As he spoke he was seized with one of the dreadful fits of coughing which shook his old frame. There is nothing more dreadful than to look on at one of those accés which threaten to shake the very life out of a worn and exhausted body, and to feel how utterly helpless we are, how incapable of doing anything to relieve or succor. Mary, though she was so placid and confident, so sure that all would be well, was greatly troubled by this attack. She had always been thought a good nurse, but for a good nurse in the uninstructed sense, there is nothing so difficult, nothing so dreadful as to do nothing. She hurried to put her arm under the pillows to raise up the sufferer, to support him in her arms, and was altogether cast down when her trusted doctor put his hand upon her shoulder and drew her away.

“But something must be done—his head must be raised—he must be supported——”

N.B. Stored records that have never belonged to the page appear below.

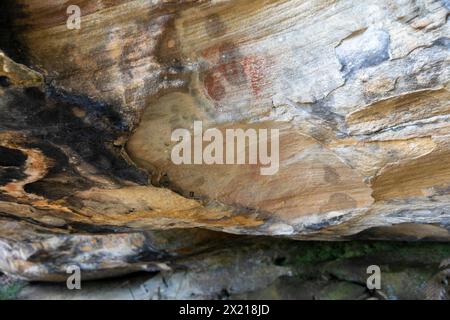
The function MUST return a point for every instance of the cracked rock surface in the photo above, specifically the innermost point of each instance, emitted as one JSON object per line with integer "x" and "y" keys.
{"x": 359, "y": 91}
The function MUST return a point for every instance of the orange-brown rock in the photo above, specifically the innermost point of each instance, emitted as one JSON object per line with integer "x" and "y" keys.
{"x": 359, "y": 92}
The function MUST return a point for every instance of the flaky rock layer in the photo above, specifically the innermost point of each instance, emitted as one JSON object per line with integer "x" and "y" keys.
{"x": 359, "y": 91}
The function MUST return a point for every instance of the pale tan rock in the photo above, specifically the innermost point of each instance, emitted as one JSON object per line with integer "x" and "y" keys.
{"x": 358, "y": 90}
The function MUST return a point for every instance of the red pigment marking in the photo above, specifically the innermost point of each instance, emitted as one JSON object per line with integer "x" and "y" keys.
{"x": 254, "y": 68}
{"x": 214, "y": 86}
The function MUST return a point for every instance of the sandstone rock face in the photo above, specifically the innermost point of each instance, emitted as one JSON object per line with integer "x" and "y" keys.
{"x": 358, "y": 91}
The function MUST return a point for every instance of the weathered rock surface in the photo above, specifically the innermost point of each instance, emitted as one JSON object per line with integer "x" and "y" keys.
{"x": 359, "y": 92}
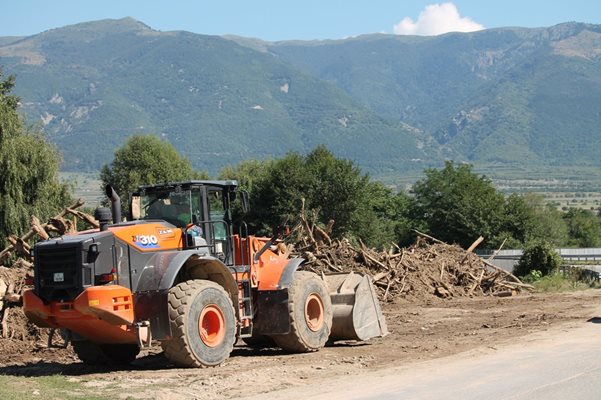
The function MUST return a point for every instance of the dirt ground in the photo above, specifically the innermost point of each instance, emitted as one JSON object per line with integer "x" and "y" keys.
{"x": 418, "y": 332}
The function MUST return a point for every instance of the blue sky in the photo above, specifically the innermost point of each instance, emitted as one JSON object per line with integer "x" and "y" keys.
{"x": 306, "y": 19}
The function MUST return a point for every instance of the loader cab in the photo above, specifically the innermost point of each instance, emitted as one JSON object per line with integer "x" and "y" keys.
{"x": 201, "y": 209}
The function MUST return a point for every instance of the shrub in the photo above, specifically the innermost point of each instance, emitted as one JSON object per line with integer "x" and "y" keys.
{"x": 538, "y": 255}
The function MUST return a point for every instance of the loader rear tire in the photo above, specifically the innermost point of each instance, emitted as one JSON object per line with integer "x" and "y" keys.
{"x": 310, "y": 311}
{"x": 105, "y": 354}
{"x": 203, "y": 324}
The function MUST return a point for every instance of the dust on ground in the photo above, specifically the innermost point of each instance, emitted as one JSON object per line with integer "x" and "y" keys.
{"x": 432, "y": 329}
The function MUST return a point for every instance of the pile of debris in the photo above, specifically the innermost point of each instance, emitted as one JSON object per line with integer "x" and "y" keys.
{"x": 428, "y": 268}
{"x": 13, "y": 323}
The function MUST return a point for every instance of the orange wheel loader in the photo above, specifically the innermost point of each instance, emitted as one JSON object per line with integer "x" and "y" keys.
{"x": 180, "y": 273}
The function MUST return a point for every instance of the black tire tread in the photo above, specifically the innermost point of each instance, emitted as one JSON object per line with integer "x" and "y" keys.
{"x": 292, "y": 341}
{"x": 177, "y": 349}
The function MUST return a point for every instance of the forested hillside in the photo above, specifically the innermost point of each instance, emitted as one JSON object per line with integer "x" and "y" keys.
{"x": 394, "y": 104}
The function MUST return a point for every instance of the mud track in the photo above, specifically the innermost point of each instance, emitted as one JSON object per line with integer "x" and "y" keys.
{"x": 423, "y": 331}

“My dear lady, he must be left alone—you only disturb him,” the doctor said.

She withdrew to a little distance and cast herself down in a chair, and covered her face, but it was not enough not to see, for she could still hear the spasm that shook his old frame. He must be left alone—you only disturb him—— What terrible words are those to say! Was it, she wondered in her confused brain, because of the delusion in his that she had abandoned him? How could he think she had abandoned him? His head must have gone wrong, to think of her short visit to the Marsdens as if it had been a desertion. And this little boy who had been a comfort to him——! Mary could not understand it. The heart which had been so light to come home, so sure that as soon as she was there to take care of him Frogmore would get well, began to sink: you only disturb him! Oh, was it possible that this was the sole issue of her nursing, she who had always been considered the best of nurses! Mary began to cry silently, under cover of the hands in which she had hidden her face, and despair stole into her heart. The sound of the coughing filled the room, persistently, going on and on. Now and then came a break and she thought it was over, but it only began again. And the doctor stood there, only looking on, doing nothing, and Rogers, who somehow stepped out of the shadow behind in anxious attendance too, was doing nothing. So many of them, with the command of everything that money could buy, and yet they could do nothing. The poorest tramp on the wayside could not have coughed more incessantly or with less help from anything that could be done for him than Lord Frogmore.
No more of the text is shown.